Mesozooplankton in the Southern Ocean: spatial and temporal patterns from Discovery Investigations
Mesozooplankton samples taken during the Discovery Investigations in the Southern Ocean in the 1930’s were analysed from a series of 5 transects along 80oW. The samples provide a unique level of depth-discrete resolution across large spatial scales, over most of the productive austral season. Stratified net hauls were taken between 0 and 1000 m within the period December 1933 to November 1934. Within the epipelagic (0-100 m), median zooplankton abundance (278 ind. m-3) was ∼ 22 times greater than at 1000 m. A 3-4 fold variability of abundance in the epipelagic contrasted with depths > 250 m where variability was <1 fold. Depth was the strongest factor separating samples (ANOSIM, R =0.66 p=0.1%), with a clear biological distinction between epipelagic and upper and lower mesopelagic horizons.

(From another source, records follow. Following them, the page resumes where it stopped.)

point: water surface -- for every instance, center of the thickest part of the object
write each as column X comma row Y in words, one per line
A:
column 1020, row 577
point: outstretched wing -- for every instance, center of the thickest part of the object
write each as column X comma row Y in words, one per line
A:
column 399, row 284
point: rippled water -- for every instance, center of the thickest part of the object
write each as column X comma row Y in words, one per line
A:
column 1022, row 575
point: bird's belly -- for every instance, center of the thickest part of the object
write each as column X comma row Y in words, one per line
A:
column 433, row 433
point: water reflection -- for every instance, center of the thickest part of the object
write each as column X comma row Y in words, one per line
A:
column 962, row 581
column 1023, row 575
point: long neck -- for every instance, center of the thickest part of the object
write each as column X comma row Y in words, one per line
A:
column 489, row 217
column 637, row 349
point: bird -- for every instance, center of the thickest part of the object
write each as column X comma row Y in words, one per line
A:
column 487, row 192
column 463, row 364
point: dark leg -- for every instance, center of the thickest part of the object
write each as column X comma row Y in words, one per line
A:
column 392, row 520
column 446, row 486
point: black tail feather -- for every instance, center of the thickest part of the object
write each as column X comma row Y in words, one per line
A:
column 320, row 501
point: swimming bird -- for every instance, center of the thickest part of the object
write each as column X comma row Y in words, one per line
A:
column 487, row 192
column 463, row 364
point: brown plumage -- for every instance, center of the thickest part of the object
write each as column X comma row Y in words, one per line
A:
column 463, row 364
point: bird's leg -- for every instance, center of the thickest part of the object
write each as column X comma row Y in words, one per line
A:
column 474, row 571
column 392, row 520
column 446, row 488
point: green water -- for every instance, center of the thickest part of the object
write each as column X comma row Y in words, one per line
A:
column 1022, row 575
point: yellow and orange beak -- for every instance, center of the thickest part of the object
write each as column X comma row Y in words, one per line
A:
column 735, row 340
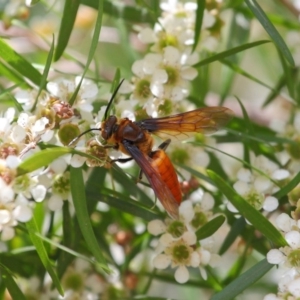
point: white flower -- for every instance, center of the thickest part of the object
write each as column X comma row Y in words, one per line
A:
column 284, row 222
column 156, row 227
column 274, row 256
column 293, row 239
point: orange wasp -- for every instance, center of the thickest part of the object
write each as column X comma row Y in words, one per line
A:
column 135, row 140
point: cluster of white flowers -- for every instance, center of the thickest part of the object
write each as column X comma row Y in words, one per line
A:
column 45, row 118
column 288, row 259
column 80, row 281
column 178, row 246
column 162, row 76
column 257, row 187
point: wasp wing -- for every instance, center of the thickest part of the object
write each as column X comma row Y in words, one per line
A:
column 204, row 120
column 161, row 190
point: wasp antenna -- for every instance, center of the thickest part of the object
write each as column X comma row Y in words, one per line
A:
column 81, row 134
column 112, row 98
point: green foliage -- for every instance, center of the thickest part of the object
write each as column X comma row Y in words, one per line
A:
column 112, row 206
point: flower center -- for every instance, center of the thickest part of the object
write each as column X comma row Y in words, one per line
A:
column 294, row 258
column 61, row 184
column 172, row 75
column 176, row 229
column 255, row 199
column 143, row 89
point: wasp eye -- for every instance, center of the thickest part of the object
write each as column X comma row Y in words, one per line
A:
column 108, row 127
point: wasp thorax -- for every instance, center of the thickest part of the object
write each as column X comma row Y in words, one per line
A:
column 108, row 126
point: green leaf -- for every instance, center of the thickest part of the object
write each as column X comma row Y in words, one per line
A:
column 198, row 22
column 20, row 64
column 235, row 230
column 126, row 204
column 11, row 285
column 66, row 26
column 195, row 172
column 287, row 188
column 210, row 227
column 289, row 76
column 83, row 217
column 250, row 130
column 12, row 76
column 243, row 281
column 240, row 71
column 229, row 52
column 41, row 159
column 248, row 211
column 239, row 34
column 41, row 250
column 120, row 10
column 45, row 74
column 271, row 30
column 275, row 91
column 92, row 48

Results from multi-dimensional scaling indicated that, when plankton abundance was integrated over all depth horizons, 3 different groups could be identified. These ‘communities’ were consistent with the spatial extents of Antarctic, Polar Frontal Zone, and sub-Antarctic water-mass regimes. Such groupings became less distinct when considering only deeper horizons (500-1000 m) and excluding seasonal migrants. Seasonal signals across all data became less distinct with depth. Rarefaction analysis indicated that diversity increased with depth. Although depth alone was the most important influence on sample diversity, (r2= 0.60), water mass regime and month improved the fit (r2=0.71). Overall plankton diversity was highest in the sub-Antarctic zone. Following atmospheric and ocean warming that has taken place close to the study area in the last 80 years we hypothesise that species richness may increase in the Antarctic water masses as sub-Antarctic species increasingly encroach south.
Authors: Ward, Peter, Tarling, Geraint A., Thorpe, Sally E.